Ces artistes et intellectuels ont laissé une emprunte dans des domaines aussi variés que la
peinture, la littérature, la linguistique ou l’architecture. Les plus fameux sont sans conteste :
Marcel Janco, illustrateur, peintre et architecte. Il est également célèbre pour sa participation
au mouvement dada. Il termina sa vie en Israël.
Tristan Tzara, grand ami de Marcel Janco, il est un des « pères » du mouvement dada. Il fut
poète puis historien et émigra en France, où il vécut ses derniers jours.
Paul Celan, philosophe et poète de langue allemande émigra aussi en France.
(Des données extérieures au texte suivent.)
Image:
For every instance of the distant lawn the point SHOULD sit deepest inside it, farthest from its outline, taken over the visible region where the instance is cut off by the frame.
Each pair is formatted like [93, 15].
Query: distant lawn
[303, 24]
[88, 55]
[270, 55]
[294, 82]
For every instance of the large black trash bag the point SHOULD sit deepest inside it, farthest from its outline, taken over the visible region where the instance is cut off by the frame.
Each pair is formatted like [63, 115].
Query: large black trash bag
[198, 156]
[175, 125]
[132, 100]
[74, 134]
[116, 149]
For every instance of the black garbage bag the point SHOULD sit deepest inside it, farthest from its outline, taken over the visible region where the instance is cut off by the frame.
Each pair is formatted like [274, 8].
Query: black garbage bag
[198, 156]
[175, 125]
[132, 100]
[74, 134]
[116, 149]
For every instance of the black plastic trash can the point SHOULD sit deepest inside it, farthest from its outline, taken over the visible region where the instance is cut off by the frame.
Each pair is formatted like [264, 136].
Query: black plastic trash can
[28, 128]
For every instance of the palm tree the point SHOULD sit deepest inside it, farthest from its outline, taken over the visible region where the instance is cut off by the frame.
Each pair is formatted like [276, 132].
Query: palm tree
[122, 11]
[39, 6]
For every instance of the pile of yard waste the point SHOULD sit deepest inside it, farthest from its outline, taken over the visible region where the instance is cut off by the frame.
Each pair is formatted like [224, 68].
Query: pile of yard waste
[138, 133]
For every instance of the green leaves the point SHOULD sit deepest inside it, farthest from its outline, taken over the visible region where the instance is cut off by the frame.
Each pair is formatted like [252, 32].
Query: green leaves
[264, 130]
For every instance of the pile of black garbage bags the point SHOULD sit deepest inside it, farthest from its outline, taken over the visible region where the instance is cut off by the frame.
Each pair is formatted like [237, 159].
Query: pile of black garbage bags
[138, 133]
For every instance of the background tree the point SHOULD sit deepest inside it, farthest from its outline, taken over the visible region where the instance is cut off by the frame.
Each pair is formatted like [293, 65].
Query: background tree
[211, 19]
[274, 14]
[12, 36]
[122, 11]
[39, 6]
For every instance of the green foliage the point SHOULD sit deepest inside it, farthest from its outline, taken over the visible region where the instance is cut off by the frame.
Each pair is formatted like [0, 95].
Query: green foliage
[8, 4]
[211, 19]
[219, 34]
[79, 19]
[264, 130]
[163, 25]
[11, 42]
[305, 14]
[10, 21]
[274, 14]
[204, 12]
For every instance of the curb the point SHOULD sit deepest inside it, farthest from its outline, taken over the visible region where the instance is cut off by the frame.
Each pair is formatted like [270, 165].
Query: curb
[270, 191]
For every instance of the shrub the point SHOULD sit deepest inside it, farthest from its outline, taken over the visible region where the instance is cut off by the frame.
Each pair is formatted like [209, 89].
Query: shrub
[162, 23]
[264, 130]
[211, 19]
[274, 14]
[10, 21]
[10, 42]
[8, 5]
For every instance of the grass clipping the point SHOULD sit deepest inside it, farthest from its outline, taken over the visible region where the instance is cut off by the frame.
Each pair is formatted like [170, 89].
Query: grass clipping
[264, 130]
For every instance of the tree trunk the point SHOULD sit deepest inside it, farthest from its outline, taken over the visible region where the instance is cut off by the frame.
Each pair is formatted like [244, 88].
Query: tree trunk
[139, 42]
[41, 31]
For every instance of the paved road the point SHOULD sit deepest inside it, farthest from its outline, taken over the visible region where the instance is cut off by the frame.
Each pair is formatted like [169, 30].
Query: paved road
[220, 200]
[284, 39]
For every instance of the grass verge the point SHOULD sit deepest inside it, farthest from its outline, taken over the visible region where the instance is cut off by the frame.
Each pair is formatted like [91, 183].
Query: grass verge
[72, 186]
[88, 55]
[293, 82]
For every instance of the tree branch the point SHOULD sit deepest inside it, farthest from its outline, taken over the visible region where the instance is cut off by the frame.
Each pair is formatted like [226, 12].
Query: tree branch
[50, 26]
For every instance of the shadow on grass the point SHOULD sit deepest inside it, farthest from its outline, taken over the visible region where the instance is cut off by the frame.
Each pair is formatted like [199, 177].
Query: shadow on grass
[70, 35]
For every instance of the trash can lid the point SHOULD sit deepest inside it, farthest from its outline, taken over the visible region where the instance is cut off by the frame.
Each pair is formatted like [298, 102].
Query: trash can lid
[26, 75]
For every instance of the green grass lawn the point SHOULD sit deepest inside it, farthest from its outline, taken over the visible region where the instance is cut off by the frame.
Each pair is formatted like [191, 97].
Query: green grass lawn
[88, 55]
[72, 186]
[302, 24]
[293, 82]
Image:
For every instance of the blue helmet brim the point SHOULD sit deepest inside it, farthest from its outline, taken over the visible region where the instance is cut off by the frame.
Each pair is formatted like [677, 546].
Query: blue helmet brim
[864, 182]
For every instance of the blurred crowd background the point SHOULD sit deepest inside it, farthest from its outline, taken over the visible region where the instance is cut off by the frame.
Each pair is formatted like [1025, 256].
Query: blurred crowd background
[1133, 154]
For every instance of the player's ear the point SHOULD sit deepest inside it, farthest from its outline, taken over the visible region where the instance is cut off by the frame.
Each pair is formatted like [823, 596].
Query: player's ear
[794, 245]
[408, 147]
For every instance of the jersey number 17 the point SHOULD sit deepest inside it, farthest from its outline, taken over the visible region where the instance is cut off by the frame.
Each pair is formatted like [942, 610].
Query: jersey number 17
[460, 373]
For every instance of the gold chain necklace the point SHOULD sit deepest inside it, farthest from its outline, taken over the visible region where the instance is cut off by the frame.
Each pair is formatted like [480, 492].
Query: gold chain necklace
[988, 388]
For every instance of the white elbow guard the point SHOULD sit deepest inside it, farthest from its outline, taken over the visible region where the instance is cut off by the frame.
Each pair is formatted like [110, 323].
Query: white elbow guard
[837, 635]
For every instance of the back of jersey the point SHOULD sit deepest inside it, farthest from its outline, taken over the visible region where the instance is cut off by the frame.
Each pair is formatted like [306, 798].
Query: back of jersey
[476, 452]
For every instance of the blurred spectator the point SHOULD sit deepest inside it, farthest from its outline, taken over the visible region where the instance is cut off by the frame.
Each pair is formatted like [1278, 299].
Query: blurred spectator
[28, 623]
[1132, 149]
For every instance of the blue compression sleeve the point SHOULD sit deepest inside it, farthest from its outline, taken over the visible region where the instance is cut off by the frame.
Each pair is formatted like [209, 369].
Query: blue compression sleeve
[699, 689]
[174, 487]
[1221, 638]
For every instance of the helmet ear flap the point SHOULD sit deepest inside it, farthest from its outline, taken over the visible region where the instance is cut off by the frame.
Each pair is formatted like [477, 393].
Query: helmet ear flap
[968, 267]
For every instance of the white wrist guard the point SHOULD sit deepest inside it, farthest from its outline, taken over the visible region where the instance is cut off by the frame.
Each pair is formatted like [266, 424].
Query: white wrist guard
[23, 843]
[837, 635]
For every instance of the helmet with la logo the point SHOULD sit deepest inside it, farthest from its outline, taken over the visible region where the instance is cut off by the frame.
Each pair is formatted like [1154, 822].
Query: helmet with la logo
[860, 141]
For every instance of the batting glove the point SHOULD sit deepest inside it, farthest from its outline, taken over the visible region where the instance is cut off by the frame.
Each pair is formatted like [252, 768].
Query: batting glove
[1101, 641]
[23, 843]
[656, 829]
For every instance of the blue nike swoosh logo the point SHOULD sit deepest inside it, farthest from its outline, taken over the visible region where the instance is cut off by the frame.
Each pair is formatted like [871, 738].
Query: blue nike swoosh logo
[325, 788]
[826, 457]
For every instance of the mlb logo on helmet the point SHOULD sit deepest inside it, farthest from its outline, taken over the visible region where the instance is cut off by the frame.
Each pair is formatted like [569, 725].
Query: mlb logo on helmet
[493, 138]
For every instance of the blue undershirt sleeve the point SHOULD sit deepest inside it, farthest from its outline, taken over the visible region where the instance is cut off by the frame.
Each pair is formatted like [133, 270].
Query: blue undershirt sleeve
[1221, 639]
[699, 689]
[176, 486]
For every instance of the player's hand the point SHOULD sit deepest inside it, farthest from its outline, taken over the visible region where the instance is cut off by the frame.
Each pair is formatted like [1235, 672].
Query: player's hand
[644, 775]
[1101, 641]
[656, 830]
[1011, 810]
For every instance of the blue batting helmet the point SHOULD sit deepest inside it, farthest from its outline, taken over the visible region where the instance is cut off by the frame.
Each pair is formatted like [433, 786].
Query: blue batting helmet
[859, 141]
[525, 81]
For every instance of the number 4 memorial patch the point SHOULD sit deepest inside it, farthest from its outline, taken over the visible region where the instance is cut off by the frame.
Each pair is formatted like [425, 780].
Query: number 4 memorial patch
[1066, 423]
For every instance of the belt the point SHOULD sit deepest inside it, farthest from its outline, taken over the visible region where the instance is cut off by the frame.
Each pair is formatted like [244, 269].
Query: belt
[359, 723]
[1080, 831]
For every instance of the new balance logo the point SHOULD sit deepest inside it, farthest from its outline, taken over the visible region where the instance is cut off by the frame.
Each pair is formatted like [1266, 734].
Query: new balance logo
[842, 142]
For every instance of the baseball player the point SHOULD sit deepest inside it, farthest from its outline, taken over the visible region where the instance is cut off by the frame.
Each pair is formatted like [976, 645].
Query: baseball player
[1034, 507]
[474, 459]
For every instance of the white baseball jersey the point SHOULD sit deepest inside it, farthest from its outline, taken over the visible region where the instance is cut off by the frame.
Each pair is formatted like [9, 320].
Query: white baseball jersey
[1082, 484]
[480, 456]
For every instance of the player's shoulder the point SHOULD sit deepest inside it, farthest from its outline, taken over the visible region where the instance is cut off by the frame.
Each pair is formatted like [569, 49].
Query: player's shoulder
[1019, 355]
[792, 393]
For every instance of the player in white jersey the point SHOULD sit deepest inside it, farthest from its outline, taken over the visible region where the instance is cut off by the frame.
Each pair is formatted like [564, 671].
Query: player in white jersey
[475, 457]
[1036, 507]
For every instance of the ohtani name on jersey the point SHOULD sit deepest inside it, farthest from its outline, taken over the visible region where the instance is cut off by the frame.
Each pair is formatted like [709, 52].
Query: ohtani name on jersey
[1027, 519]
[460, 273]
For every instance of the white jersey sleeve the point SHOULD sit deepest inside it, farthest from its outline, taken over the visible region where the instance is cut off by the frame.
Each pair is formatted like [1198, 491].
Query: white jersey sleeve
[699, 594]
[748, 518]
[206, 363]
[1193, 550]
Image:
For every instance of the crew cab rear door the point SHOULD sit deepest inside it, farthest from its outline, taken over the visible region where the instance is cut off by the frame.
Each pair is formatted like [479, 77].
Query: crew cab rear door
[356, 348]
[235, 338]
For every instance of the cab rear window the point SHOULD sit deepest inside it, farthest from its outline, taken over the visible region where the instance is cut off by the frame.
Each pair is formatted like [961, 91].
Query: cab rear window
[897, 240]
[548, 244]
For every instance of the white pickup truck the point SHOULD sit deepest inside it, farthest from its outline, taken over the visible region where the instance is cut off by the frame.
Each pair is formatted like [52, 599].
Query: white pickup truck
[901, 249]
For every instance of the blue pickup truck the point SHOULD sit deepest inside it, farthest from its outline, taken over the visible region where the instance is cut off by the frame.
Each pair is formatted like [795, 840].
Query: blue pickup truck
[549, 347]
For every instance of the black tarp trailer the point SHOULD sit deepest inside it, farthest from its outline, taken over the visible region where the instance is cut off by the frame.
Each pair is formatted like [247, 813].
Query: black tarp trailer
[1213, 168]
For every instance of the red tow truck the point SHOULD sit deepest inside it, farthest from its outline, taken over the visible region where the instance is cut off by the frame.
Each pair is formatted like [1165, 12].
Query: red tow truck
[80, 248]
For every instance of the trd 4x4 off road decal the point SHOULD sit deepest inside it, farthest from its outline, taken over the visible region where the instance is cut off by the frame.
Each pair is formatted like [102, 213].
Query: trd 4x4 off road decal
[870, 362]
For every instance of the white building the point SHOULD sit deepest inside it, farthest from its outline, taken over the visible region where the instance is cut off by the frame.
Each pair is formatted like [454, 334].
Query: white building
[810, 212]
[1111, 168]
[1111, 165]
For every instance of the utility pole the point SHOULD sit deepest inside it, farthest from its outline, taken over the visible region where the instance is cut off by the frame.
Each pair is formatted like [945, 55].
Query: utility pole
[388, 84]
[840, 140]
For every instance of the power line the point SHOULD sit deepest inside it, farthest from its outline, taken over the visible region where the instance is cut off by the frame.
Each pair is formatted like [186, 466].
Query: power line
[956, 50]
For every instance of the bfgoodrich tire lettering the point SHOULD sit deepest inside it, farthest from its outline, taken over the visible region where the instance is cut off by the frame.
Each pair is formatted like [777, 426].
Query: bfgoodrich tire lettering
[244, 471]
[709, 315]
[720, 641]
Il est
particulièrement reconnu par ses pairs allemands.
Benjamin Fondane fut un écrivain passionné par la culture française. Il vécut en France
avant d’être déporté à Auschwitz puis gazé à Birkenau.
De nombreux autres, tels que Mihail Sebastian, Constantin Dobrogeanu-Gherea, Lazar
Saineanu ou Alexandru Graur ont écrit, peint ou pensé en opérant un subtil mélange de leur
culture religieuse et de celle de leur pays.
Les Juifs de Roumanie ont aussi influencé la vie juive en créant le premier théâtre Yiddish au
monde (1876, situé à Iasi et toujours en activité), divers journaux confessionnels et en
composant de la musique traditionnelle. Ils ont joué un rôle important dans la création de
l’Etat d’Israël en fondant deux des plus anciennes localités Israéliennes. Il s’agit de Rosh Pina
(1878) et de Zikhron Ya'akov (1882).